Cindy the SRNA - Week 4

Jun 20, 2010 21:20



Wow, this shit is going by fast!
I'll be out of the creepy house and suffering in Rusk before I know it.

This week was relatively unremarkable except for 2 things.

I was all excited about Ortho day (thursday) until Wednesday afternoon. One of the 2 other girls who are with me, Julie, came into Same Day (where we check charts to make anes plans for the next day) in tears. Jaimee (the other girl from my class) and I were like "WTF Julie, what happened?!"

The MDA director, who has always been very nice to me, hell, he's the one doing blocks with me on ortho day, has been digging into Julie. Julie lives up there, worked there as an RN, and has made no secret about wanting to work there as a CRNA.

Unfortunately, it's been a bit bumpy for her. The Head of the Medical Office complained that Julie was rude because she came to pick up her badge 3 days early (we had no idea when to pick up the damn things. No one told us shit) and this bitch made a huge stink with our professors about that. Strike 1.

The head MDA has been asking her these really odd questions. Such as, how does 3LNC affect your Minute Volume? (It doesn't. MV is a function of resp rate and tidal volume) I shit you not when I say no one knows the answers to these questions. Us, our professors, the other MDAs and CRNAs at this place, NO ONE.

So, since Julie can't answer these questions, this dude called Julie and our clinical coordinator, Dr Steve, into the office on Wednesday and told Julie that she's doing great technically but she doesn't have the knowledge base and if he was in charge, he'd FAIL her.

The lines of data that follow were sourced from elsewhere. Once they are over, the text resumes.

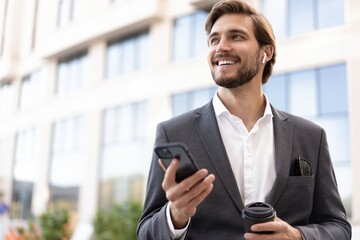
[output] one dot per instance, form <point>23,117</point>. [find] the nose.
<point>223,46</point>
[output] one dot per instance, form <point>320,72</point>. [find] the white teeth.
<point>226,62</point>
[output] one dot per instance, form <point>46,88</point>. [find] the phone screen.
<point>187,167</point>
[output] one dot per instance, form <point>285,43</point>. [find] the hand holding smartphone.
<point>168,151</point>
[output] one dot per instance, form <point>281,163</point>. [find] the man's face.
<point>234,55</point>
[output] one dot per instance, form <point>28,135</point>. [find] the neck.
<point>247,103</point>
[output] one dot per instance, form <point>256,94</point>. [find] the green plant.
<point>55,225</point>
<point>118,223</point>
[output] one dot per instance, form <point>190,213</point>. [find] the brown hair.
<point>262,28</point>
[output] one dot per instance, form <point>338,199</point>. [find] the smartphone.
<point>187,167</point>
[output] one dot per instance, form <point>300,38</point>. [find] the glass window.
<point>275,11</point>
<point>67,11</point>
<point>122,171</point>
<point>293,17</point>
<point>303,93</point>
<point>6,98</point>
<point>187,101</point>
<point>181,38</point>
<point>33,89</point>
<point>333,89</point>
<point>127,55</point>
<point>189,37</point>
<point>62,13</point>
<point>26,170</point>
<point>276,91</point>
<point>331,13</point>
<point>67,159</point>
<point>71,74</point>
<point>22,199</point>
<point>301,16</point>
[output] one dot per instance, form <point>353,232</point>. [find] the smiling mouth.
<point>226,62</point>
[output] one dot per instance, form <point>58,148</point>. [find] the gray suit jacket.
<point>311,203</point>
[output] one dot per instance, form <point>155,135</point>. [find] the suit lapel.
<point>283,134</point>
<point>207,127</point>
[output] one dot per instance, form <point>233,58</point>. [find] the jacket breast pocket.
<point>298,194</point>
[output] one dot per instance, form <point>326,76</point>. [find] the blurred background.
<point>83,84</point>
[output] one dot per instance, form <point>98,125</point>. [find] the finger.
<point>268,226</point>
<point>202,190</point>
<point>162,165</point>
<point>170,174</point>
<point>193,180</point>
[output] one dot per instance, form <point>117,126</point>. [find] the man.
<point>248,151</point>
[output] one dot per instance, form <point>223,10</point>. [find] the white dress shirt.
<point>251,155</point>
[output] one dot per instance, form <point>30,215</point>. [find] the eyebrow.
<point>231,31</point>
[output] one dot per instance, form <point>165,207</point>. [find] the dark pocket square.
<point>302,167</point>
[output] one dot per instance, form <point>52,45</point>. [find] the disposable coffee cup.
<point>257,212</point>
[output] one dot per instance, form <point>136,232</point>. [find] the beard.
<point>243,75</point>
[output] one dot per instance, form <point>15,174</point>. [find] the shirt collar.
<point>220,109</point>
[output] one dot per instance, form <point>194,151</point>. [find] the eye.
<point>213,41</point>
<point>237,37</point>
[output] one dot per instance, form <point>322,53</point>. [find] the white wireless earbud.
<point>264,58</point>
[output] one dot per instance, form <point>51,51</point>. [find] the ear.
<point>269,50</point>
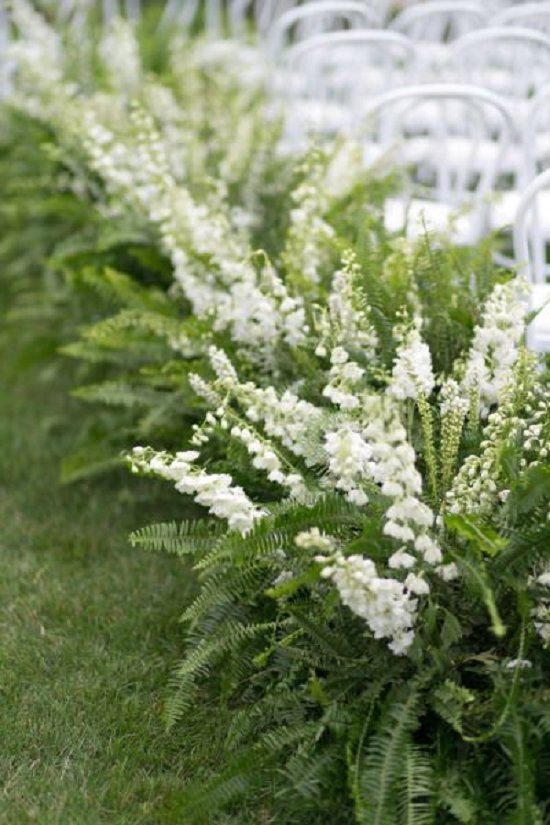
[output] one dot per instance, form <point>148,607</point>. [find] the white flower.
<point>349,458</point>
<point>412,372</point>
<point>384,603</point>
<point>214,491</point>
<point>495,346</point>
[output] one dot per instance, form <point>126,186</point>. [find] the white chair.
<point>508,60</point>
<point>315,18</point>
<point>532,156</point>
<point>436,23</point>
<point>439,21</point>
<point>527,15</point>
<point>335,75</point>
<point>453,168</point>
<point>531,250</point>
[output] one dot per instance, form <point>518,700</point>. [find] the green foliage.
<point>319,721</point>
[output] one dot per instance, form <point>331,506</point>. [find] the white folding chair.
<point>508,60</point>
<point>532,250</point>
<point>532,156</point>
<point>335,75</point>
<point>439,21</point>
<point>527,15</point>
<point>453,167</point>
<point>318,17</point>
<point>436,23</point>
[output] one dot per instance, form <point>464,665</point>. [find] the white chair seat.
<point>503,212</point>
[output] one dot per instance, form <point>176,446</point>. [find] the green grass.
<point>88,631</point>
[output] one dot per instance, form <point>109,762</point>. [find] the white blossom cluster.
<point>285,417</point>
<point>345,327</point>
<point>478,485</point>
<point>344,376</point>
<point>119,53</point>
<point>349,458</point>
<point>37,59</point>
<point>393,468</point>
<point>265,458</point>
<point>453,408</point>
<point>309,233</point>
<point>385,604</point>
<point>258,311</point>
<point>212,490</point>
<point>495,346</point>
<point>412,374</point>
<point>349,314</point>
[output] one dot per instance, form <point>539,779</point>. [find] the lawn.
<point>88,631</point>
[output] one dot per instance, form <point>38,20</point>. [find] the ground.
<point>88,630</point>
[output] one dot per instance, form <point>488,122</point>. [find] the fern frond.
<point>384,763</point>
<point>178,538</point>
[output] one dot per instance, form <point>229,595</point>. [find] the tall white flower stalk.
<point>212,490</point>
<point>495,346</point>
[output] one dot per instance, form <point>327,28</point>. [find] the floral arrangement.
<point>356,415</point>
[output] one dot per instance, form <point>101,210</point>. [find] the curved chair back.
<point>439,21</point>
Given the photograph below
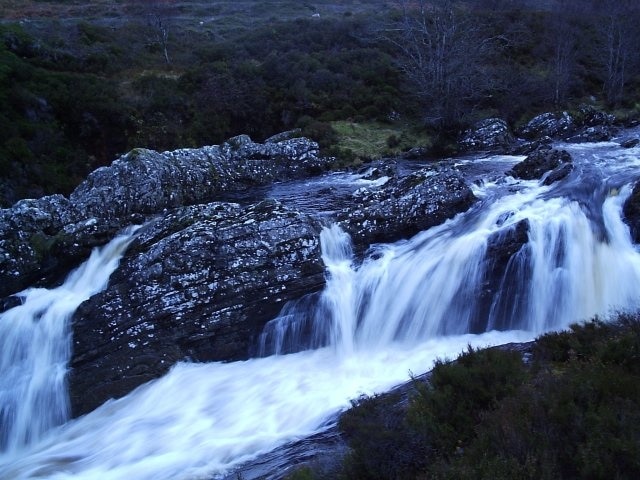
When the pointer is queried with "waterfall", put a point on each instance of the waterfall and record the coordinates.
(525, 259)
(35, 347)
(569, 268)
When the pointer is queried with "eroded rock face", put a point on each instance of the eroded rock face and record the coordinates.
(490, 134)
(197, 284)
(40, 240)
(555, 125)
(556, 163)
(145, 181)
(404, 207)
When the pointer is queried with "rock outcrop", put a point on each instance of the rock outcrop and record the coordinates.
(197, 284)
(555, 164)
(490, 134)
(631, 212)
(588, 125)
(404, 207)
(202, 277)
(41, 239)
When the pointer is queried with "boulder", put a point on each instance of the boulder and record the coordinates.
(631, 213)
(146, 181)
(498, 301)
(489, 134)
(406, 206)
(597, 133)
(589, 116)
(40, 240)
(542, 162)
(554, 125)
(28, 232)
(197, 284)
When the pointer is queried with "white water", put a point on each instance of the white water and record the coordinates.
(35, 347)
(408, 304)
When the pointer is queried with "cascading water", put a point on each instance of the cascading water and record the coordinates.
(35, 346)
(403, 306)
(568, 270)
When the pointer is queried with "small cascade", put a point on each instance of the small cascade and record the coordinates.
(570, 265)
(35, 348)
(525, 259)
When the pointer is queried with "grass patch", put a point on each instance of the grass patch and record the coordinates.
(372, 140)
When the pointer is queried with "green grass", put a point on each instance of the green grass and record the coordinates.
(373, 140)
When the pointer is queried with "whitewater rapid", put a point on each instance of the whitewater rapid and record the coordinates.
(377, 321)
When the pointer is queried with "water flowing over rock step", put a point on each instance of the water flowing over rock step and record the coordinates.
(200, 281)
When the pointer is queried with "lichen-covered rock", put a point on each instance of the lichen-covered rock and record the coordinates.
(489, 134)
(597, 133)
(146, 181)
(28, 231)
(554, 125)
(406, 206)
(631, 212)
(497, 302)
(540, 162)
(40, 240)
(591, 117)
(198, 284)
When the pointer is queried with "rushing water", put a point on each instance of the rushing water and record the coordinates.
(35, 348)
(376, 321)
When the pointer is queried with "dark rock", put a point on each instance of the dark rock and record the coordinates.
(631, 212)
(598, 133)
(406, 206)
(281, 137)
(527, 148)
(558, 173)
(549, 124)
(28, 233)
(379, 169)
(416, 153)
(198, 284)
(9, 302)
(489, 134)
(145, 181)
(539, 163)
(589, 116)
(632, 142)
(40, 240)
(502, 246)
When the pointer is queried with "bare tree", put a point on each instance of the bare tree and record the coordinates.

So, that's Strike 2 for her? I hope not. Dr Steve completely disagrees, but the jerk is his boss, so we'll see what happens with all this. But I'd hate for her to get in trouble again. We've only been there for a month! I'm rotating but she and Jaimee aren't! They're doing the entire 15 months there!

After hearing that, I was dreading Thursday. If he thinks Julie is dumb, whatever could he think of me? I didn't even know where to start answering his questions, and Julie at least thought of feasible sounding answers!

So Thursday came and I was peppered with questions about locals: doses, effects, treatments and toxicities. I wasn't stumped until he got to the toxicity part, because I didn't realize right away that he was asking about toxicities. He has a very weird, round-about way of asking questions. Finally, it occurred to me that toxicities was the only thing he could possibly mean, and started rattling them off. We learned them by blood level - aka the stupid way, while he was taught them by dosage - aka the smart way.

When I was done, he stepped back and said to the surgeon that he should listen to me, he might learn something. & holy crap, this MDA boss dude has been praising me ever since (not to Julie's face, though). He seems to think I'm a genius or super student or whatever.

I feel like I don't deserve that praise. The questions weren't that hard. Julie does better than me all around. I totally slacked off in Regional and pretty much all of last semester, actually. I feel like I let down my friend MA a bit by not studying with her like I did in the Fall (although, she still got a failing C in the Fall, so I guess it wouldn't have made a difference....). I dunno. It was on a wing and a prayer that I figured out what he was getting at, just like it was a wing and a prayer that I figured out WTF Eileen was asking on her exams and passed, as opposed to MA who failed and had to leave the program

I've been too embarrassed to tell this to anyone who is connected to the program. My Mom is thrilled though. Ever since MA failed, any mention of anything related to this program and she keeps asking me if I'm doing ok and if I'm going to fail. WTF Mom, thanks. I've told her each time that my GPA is more than adequate, but you really can be out at any moment in this thing, so it's unnerving for all of us.

Ugh, this drama is more mentally stressing than the actually work itself!